H-35.973 Scopes of Practice of Physician Extenders

Our AMA supports the formulation of clearer definitions of the scope of practice of physician extenders to include direct appropriate physician supervision and recommended guidelines for physician supervision to ensure quality patient care. (Res. 213, A-02)

H-35.988 Independent Practice of Medicine by “Nurse Practitioners”

The AMA, in the public interest, opposes enactment of legislation to authorize the independent practice of medicine by any individual who has not completed the state’s requirements for licensure to engage in the practice of medicine and surgery in all of its branches. (Sub. Res. 53, I-82; Reaffirmed: A-84; Reaffirmed: CLRPD Rep. A, I-92; Reaffirmed: BOT Rep. 28, A-03)

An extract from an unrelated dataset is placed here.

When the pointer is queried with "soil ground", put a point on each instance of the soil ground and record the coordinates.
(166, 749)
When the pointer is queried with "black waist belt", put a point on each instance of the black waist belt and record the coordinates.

H-35.993 Opposition to Direct Medicare Payments for Physician Extenders

Our AMA reaffirms its opposition to any legislation or program which would provide for Medicare payments directly to physician extenders, or payment for physician extender services not provided under the supervision and direction of a physician. (CMS Rep. N, I-77; Reaffirmed: CLRPD Rep. C, A-89; Reaffirmed: Sunset Report, A-00)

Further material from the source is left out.